Patients at increased risk for hypoglycemia (e.g., the elderly or patients with renal impairment) should be started on 1 mg once daily [see Warnings and Precautions (5.1) and Use in Specific Populations (8.5 , 8.6) ].
After reaching a daily dose of 2 mg, further dose increases can be made in increments of 1 mg or 2 mg based upon the patient’s glycemic response.
Uptitration should not occur more frequently than every 1 to 2 weeks.
A conservative titration scheme is recommended for patients at increased risk for hypoglycemia [see Warnings and Precautions (5.1) and Use in Specific Populations (8.5 , 8.6) ] .
The maximum recommended dose is 8 mg once daily.

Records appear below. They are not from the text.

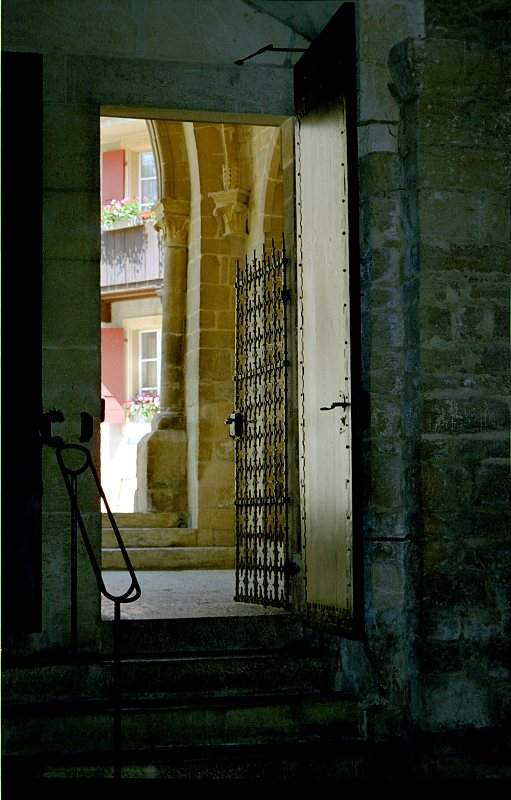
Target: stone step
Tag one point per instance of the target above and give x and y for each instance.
(206, 635)
(139, 519)
(151, 537)
(343, 759)
(175, 679)
(171, 558)
(256, 719)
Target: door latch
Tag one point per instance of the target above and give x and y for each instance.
(342, 405)
(235, 423)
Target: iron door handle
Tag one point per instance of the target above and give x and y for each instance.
(334, 405)
(235, 423)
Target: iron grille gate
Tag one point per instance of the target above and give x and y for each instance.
(259, 427)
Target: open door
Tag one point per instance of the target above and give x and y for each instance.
(328, 322)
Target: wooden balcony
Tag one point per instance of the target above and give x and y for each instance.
(130, 262)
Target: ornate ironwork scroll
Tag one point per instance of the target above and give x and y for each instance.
(260, 430)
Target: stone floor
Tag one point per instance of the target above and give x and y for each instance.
(186, 593)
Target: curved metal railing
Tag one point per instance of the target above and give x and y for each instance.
(70, 476)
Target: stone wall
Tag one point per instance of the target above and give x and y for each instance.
(456, 131)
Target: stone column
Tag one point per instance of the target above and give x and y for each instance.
(161, 461)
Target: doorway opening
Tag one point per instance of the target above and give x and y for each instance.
(182, 203)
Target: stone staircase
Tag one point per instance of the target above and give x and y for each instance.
(156, 542)
(245, 697)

Patients being transferred to AMARYL from longer half-life sulfonylureas (e.g., chlorpropamide) may have overlapping drug effect for 1 to 2 weeks and should be appropriately monitored for hypoglycemia.
When colesevelam is coadministered with glimepiride, maximum plasma concentration and total exposure to glimepiride is reduced.
Therefore, AMARYL should be administered at least 4 hours prior to colesevelam.